Earl Hunt and Jerry Carlson offer 10 principles of design, analysis, and reporting that ought to be considered carefully when doing or evaluating research on group differences (they focus on differences in intelligence but their principles equally apply to the investigation of differences in attractiveness). The full paper can be downloaded here and we hope can offer a set of guidelines for further researchers who decide to conduct research on this topic as well as bloggers who decide they want to communicate these findings to a general audience.
As the researchers put it:
"When scientists deal with investigations that have relevance to immediate social policies, as studies of group differences can have, it is the duty of scientists to exercise a higher standard of scientific rigor in their research than would be necessary when the goal of the research is solely to advance exploration within science itself. We do not, at any time, argue that certain knowledge should be forbidden on the grounds that it might be used improperly. We do argue that when there is a chance that particular findings will be quickly translated into public debates and policy decisions it is the duty of the scientist to be sure that those findings are of the highest quality."
Kanazawa does not follow these guidelines in all of his publications. For instance, in a paper on race differences in IQ he not only committed several theoretical errors, but also failed to consider alternative explanations. Incidentally, in that particular paper he also assumed that the earth was flat!
Science, when done properly, is self-correcting. Bad science and interpretations are replaced by better quality science and more sensible and accurate conclusions. If you would like to analyze the Add Health dataset yourself, you can! You can request your very own copy of the dataset here. We look forward to further sensible discussion about these important topics, which impact importantly on the lives of many people.
You can download a fuller, more technical summary of our analysis here.
 Some may quibble with our use of the word "meager" here to refer to a correlation of .30. We should note that these correlations are not the typical correlations found in differential psychology (e.g., IQ with some personality variable) but rather an analyses of inter-rater agreement. On the basis of the crosstabs, the Cohen's Kappa of Wave1-Wave2 for women is .196. According to Landis and Koch this should be interpreted as "slight agreement". Kappa for Wave3-Wave4 is .099-- even worse.
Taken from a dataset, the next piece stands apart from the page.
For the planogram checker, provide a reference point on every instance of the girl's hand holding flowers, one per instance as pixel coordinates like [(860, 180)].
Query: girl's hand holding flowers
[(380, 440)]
 Our reasoning here is taken from the standard Pearson-Neyman decision theory. If one assumes the null hypothesis to be true for, say, 1000 potential tests, then 50 of these tests are expected to be significant at alpha=05. If we conclude on the basis of p<.05 in these 50 cases that there indeed is an effect, we are committing Type 1 errors. Their results can arguably be called "chance" findings because we don't expect them to be replicable simply because the null hypothesis is true.